Demand Comes Back In Parts Of The Onion Business


Supplies of onions are strong currently.

“South Texas is finished production and they’re moving more into West Texas. And California is finished in the Imperial Valley and they’re moving into mid-state California. And New Mexico is just starting,” says Steve Smith of National Onion, Inc. based in Las Cruces, NM. “There are plenty of supplies right now.”

Smith says that while volumes are similar to last year, white onions are especially plentiful. “Mexico has a very low market so they’re sending all of the white onions to the U.S. that they can. White onions are a bit oversupplied right now,” says Smith.

Demand meanwhile is interesting, says Smith. “A month ago, we had no idea where we were going to sell these onions because retail was all we had,” he says. “It was steady. And then the restaurant business came back. But it’s not 100 percent back—it’s more like 30-40 percent of the restaurant business coming back.” He adds that other initiatives such as government food boxes are purchasing onions as well. “So, there’s business coming from more angles.”

Average pricing
All of this leaves pricing as mediocre, however. Smith notes that medium and jumbo yellow onions are $9 while white onions are $8-$9 and red onions are $6-$7, depending on size. “When the stores were the only thing going in March and April and coming into May, jumbos were depressed because that’s what foodservice buys,” says Smith. “They were a lot lower than the medium sizes which is what the stores buy. That’s crept up to catch up to the medium at $9.”

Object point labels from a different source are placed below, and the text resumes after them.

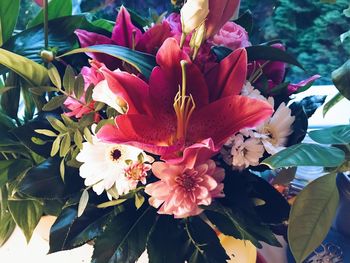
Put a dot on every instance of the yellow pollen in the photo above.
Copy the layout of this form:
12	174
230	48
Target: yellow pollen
184	106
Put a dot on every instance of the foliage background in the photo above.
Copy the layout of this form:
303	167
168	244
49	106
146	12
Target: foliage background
309	28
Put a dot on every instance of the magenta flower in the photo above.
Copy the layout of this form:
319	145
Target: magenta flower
158	119
185	186
127	35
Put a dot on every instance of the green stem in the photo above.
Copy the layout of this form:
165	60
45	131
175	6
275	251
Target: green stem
46	23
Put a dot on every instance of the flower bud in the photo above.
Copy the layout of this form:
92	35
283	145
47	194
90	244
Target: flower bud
193	14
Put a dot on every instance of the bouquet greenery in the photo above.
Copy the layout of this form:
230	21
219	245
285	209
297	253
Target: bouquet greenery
148	133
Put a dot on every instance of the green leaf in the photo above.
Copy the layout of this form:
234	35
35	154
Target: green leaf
55	103
69	79
57	8
144	63
79	86
311	216
125	237
206	244
55	146
44	181
32	72
306	155
84	199
46	132
65	145
333	135
160	247
331	103
54	76
341	79
57	125
26	214
9	10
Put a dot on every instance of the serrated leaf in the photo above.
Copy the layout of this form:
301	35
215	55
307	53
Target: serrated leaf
311	216
55	76
55	146
57	125
332	102
54	103
306	155
26	214
88	135
69	79
84	199
46	132
79	86
65	145
78	139
334	135
62	169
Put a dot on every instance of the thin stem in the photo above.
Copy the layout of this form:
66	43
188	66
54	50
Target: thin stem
46	23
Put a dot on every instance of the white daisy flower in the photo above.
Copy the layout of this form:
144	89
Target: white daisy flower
104	165
244	152
104	94
275	131
249	91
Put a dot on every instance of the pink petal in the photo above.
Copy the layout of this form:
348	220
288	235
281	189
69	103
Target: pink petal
124	30
229	76
223	118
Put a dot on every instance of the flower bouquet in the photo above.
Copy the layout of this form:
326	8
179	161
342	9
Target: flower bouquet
155	134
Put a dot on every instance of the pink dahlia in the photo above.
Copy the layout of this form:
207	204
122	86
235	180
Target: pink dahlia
183	188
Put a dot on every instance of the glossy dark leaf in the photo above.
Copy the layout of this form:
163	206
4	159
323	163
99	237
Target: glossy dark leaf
57	8
206	245
125	237
160	247
143	62
44	181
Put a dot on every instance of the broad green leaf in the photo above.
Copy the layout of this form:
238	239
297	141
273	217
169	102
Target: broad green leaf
331	103
57	8
311	216
333	135
341	79
55	103
306	155
44	181
84	199
127	230
160	247
26	214
143	62
9	10
31	71
55	76
206	245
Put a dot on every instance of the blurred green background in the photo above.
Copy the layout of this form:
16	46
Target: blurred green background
309	28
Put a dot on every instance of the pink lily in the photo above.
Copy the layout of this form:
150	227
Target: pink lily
127	35
158	119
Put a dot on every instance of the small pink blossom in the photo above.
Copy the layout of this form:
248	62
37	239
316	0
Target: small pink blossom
137	172
231	35
183	188
91	76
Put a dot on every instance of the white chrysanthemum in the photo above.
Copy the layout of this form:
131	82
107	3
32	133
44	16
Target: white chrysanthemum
249	91
104	94
275	131
244	152
104	165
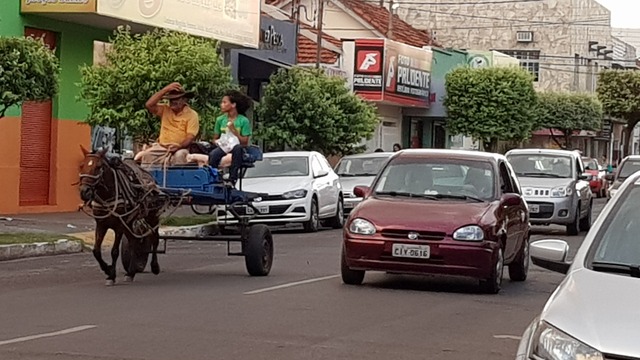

Looking ahead, restaurant openings may be the tipping point for onion sales this summer. “June through August, California and New Mexico are pretty much the biggest suppliers and they have a pretty standard amount of volume because they planted not knowing any of this was going to happen,” says Smith. “Demand could be very slow if all you have is the retail and the restaurants with lower demand. If it stays like that, prices will probably stay pretty depressed and the growers will fight for every sale. If restaurants come back full speed, then they could take everything that everyone’s producing and keep it a bit better than it is.”